In one example, the system of the present invention provides a
biocompatible implant for treatment of female urinary incontinence.
In this example, female incontinence has been treated by
periurethral injection therapy, in which the medical device of the
present invention is positioned so that the injectable material is
injected into the tissue surrounding the urethra, i.e., the
periurethral tissue, to add bulk to this tissue.

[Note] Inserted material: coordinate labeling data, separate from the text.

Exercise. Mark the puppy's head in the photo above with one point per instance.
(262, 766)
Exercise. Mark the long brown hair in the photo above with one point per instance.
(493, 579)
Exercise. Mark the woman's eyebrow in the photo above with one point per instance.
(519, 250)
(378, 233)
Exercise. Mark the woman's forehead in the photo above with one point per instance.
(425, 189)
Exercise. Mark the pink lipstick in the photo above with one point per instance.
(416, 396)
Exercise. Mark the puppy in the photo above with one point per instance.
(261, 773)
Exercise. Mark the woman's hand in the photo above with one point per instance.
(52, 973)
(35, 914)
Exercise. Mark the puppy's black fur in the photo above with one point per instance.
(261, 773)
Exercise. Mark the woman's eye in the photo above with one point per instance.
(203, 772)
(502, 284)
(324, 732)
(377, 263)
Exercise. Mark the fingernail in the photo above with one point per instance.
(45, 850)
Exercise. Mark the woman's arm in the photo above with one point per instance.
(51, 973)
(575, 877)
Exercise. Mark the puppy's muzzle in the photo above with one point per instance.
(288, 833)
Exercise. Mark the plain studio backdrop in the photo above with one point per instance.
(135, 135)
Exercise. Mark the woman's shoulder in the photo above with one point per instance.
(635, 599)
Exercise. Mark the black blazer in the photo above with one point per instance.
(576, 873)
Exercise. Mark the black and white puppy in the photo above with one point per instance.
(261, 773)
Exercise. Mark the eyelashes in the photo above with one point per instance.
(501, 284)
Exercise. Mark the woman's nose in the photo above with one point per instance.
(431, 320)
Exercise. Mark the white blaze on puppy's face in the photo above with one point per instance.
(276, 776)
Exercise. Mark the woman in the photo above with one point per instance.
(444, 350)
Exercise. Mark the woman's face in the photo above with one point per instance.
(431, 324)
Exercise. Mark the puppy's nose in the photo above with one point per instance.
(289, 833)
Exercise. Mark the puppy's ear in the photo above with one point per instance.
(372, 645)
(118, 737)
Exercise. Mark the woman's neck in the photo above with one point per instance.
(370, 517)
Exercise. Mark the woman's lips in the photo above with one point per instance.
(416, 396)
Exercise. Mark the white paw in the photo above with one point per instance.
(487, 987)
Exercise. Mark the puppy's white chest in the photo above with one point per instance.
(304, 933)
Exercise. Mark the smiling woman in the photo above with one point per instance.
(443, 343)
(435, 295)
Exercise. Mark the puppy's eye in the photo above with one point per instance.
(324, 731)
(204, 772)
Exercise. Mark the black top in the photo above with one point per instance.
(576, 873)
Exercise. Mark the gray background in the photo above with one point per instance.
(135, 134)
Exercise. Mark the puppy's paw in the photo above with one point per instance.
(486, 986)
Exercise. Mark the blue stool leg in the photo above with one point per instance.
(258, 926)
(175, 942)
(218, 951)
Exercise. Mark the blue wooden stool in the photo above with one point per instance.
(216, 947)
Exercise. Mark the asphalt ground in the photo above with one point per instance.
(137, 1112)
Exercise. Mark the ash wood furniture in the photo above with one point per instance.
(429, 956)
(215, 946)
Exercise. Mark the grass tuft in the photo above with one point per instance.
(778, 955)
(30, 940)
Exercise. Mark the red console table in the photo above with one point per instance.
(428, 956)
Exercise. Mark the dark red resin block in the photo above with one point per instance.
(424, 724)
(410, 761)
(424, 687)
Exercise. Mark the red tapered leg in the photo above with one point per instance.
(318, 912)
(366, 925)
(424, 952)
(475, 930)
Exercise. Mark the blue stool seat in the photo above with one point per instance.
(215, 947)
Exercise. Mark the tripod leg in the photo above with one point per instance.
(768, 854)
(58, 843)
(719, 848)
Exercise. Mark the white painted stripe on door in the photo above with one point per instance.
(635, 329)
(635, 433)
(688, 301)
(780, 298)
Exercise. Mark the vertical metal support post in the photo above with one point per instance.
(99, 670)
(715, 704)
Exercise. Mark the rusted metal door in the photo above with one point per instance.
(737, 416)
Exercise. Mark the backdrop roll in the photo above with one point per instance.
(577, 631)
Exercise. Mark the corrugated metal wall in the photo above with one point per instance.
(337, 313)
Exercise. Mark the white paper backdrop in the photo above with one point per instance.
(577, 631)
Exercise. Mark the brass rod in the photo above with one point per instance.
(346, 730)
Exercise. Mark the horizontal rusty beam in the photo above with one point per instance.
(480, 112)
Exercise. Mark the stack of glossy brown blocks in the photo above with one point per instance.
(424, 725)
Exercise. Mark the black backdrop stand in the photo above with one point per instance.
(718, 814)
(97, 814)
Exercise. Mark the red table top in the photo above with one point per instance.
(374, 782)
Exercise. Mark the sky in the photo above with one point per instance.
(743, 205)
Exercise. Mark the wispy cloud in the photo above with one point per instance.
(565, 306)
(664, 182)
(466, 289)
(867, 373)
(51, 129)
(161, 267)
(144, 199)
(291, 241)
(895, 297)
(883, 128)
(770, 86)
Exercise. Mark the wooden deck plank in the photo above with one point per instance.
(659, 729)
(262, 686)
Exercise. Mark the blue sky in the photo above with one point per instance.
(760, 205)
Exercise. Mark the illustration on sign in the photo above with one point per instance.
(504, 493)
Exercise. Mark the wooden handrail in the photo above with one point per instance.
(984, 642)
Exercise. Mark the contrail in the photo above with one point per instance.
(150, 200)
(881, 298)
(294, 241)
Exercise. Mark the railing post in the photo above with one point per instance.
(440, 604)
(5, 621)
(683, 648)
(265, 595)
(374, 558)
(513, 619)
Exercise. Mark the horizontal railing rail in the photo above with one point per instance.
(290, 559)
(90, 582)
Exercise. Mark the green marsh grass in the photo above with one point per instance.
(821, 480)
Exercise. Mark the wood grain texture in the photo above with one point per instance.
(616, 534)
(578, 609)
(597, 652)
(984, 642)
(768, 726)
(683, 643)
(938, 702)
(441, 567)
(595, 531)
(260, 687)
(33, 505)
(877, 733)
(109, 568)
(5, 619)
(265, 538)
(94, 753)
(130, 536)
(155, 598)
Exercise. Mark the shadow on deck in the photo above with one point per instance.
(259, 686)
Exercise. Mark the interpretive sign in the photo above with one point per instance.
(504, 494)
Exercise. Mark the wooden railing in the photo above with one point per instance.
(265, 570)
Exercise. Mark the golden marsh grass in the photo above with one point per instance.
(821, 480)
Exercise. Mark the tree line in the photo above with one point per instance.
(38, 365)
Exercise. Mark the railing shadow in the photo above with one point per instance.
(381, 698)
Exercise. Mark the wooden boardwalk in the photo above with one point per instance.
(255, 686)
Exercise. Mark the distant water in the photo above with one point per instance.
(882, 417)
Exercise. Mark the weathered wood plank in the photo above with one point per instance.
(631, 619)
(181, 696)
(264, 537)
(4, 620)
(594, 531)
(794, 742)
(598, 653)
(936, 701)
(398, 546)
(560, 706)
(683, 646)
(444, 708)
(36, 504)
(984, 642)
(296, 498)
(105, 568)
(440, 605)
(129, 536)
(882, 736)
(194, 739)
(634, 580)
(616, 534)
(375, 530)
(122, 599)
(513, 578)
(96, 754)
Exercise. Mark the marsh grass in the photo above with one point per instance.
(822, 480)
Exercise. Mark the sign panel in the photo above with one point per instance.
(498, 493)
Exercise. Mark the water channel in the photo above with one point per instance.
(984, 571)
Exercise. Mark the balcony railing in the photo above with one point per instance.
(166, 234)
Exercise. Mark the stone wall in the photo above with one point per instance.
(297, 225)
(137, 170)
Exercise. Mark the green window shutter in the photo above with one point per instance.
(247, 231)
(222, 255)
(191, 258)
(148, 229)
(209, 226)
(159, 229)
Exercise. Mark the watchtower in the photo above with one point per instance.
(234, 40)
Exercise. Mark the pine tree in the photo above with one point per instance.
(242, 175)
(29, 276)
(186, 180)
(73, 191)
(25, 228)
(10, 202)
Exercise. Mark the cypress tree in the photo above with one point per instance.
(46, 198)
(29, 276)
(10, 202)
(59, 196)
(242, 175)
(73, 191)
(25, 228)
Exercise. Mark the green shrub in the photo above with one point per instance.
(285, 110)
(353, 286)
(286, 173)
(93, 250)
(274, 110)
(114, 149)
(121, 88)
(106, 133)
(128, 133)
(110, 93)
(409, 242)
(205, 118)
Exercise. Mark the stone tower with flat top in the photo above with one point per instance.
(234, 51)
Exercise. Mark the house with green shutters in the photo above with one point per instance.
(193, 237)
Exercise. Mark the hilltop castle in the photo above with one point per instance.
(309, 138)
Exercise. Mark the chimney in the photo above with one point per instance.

[0068] In other aspects, the present invention may be placed into
the vascular system to introduce therapeutic drugs to treat
cholesterol plaques within the arterial wall; into the digestive
tract or biliary tracts to deliver therapeutic drugs or treat
diseases; into the lower esophagus to treat gastroesophageal
reflux; into the urinary tract to deliver slow release therapeutic
drugs. The introduction of slow release therapeutic drugs may
apply, for example, to any luminal structure where the drug may act
locally or be absorbed preferentially by the organ system and work
systemically. The system of the present invention may also be used
to guide instruments or devices other than needles as may be needed
in various applications (e.g. delivery of a small laser fiber for
laser surgery).
[0069] In one particular aspect, the implantable materials used,
and the methods and systems by which they are delivered and
positioned, provide a biocompatible implant, which the body will
not reject, that directly acts to control vesicoureteral reflux.
The biocompatible implant provides permanent relocation of tissues
in the soft tissue area surrounding the desired implant location.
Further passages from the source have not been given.